Все, что касалось Колберна, ее волновало; а когда она волновалась, то не скрывала этого. Ни в словах, ни в чувствах она никогда не стесняла себя; для нее характерно было то состояние души, которое французы зовут expansion.[167]
— Повторяю, моя дорогая, я очень обеспокоен. Он не в силах стоять на ногах. А кроме того, он в жару, возбужден, и жар еще больше его обессиливает. Прямой опасности, может, и нет, но случай нелегкий, и конечный исход болезни пока мне неясен. Сколько их, бедняг, погибает, едва вернувшись домой! Вдобавок он вбил себе в голову, что должен немедленно, без отлагательства привести в полный порядок дела своей роты.

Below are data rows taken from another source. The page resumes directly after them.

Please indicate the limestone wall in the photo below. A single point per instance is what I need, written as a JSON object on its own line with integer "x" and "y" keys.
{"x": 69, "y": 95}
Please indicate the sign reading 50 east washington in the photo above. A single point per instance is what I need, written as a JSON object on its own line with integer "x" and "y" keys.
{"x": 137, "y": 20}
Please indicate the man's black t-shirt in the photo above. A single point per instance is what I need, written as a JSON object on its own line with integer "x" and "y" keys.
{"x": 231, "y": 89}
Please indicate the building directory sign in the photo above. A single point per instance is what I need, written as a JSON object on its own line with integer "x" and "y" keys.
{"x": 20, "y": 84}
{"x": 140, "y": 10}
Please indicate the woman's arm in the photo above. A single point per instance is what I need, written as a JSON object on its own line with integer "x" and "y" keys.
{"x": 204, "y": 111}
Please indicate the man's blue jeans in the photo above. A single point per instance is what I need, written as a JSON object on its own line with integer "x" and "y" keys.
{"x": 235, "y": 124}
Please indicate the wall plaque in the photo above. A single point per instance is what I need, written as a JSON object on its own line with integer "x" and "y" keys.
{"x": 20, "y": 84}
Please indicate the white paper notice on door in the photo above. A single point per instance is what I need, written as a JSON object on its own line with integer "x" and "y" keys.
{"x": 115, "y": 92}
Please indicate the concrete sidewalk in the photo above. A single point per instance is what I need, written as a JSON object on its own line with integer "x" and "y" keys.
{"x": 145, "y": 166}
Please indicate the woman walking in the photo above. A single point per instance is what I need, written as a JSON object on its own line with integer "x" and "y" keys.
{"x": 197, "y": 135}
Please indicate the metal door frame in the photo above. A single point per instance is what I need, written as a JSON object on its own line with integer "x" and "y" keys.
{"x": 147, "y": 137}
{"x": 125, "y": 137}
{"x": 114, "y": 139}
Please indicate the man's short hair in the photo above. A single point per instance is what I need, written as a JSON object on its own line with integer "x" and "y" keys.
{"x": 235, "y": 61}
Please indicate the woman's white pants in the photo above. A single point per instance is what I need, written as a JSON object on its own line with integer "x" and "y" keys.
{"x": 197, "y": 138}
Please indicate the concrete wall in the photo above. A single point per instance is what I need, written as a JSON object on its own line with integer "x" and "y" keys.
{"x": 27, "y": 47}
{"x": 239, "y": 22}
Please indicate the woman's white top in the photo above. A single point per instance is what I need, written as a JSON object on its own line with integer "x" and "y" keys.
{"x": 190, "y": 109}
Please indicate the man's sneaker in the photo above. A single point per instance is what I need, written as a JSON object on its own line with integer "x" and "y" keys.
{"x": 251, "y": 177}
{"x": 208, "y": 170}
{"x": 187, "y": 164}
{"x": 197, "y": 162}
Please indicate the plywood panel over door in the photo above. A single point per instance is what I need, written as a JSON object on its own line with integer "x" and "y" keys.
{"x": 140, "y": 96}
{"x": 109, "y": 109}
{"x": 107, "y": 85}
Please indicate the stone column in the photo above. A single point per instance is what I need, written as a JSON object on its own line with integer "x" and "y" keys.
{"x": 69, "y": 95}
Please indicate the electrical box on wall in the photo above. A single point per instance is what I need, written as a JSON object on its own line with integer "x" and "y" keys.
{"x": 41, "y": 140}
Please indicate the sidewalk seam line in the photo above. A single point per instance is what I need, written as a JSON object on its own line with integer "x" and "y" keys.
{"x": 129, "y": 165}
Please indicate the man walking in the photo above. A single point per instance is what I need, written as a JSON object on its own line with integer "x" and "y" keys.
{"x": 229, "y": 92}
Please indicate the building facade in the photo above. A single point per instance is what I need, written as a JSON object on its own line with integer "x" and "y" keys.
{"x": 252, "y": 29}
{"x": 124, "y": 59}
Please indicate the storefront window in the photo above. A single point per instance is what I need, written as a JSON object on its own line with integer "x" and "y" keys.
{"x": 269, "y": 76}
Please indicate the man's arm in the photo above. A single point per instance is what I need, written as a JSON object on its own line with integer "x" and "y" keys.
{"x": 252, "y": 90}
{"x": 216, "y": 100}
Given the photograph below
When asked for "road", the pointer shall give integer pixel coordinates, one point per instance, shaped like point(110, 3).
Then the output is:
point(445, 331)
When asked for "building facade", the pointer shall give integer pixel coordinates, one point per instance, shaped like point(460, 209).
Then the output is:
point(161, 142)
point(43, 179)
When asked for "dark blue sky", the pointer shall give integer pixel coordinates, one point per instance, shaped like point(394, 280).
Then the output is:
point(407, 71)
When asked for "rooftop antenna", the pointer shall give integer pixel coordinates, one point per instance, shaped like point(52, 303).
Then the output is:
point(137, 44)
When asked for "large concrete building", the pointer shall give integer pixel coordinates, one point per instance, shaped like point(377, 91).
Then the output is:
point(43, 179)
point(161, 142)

— А мы не могли бы с тобой помочь ему в этом?
— Пожалуй, что да. В самом деле. Но пока что идем в ресторан. Я хочу заказать ему что-нибудь на обед. И надо купить морфину, чтобы он проспал до утра. Если он не поспит до утра, он не выживет.
— Надеюсь, папа, ты не сказал ему этого? Ты любишь нагнать на больного такого страха, что он действительно может погибнуть.
— Его запугать невозможно, — сказал в отчаянии доктор. — Если бы мне удалось, это было бы только полезно.
После обеда доктор снова зашел к Колберну. Тот успел уже вымыться, лег в постель и чуть подремал, но по-прежнему был возбужден и во власти волнующих мыслей. Сейчас голова у него была занята Газауэем. Быть может, расстроенный внутренне тем, что сам он за всю войну не получил никаких повышений, Колберн вносил в свой рассказ горечь и раздражение, обычно ему несвойственные.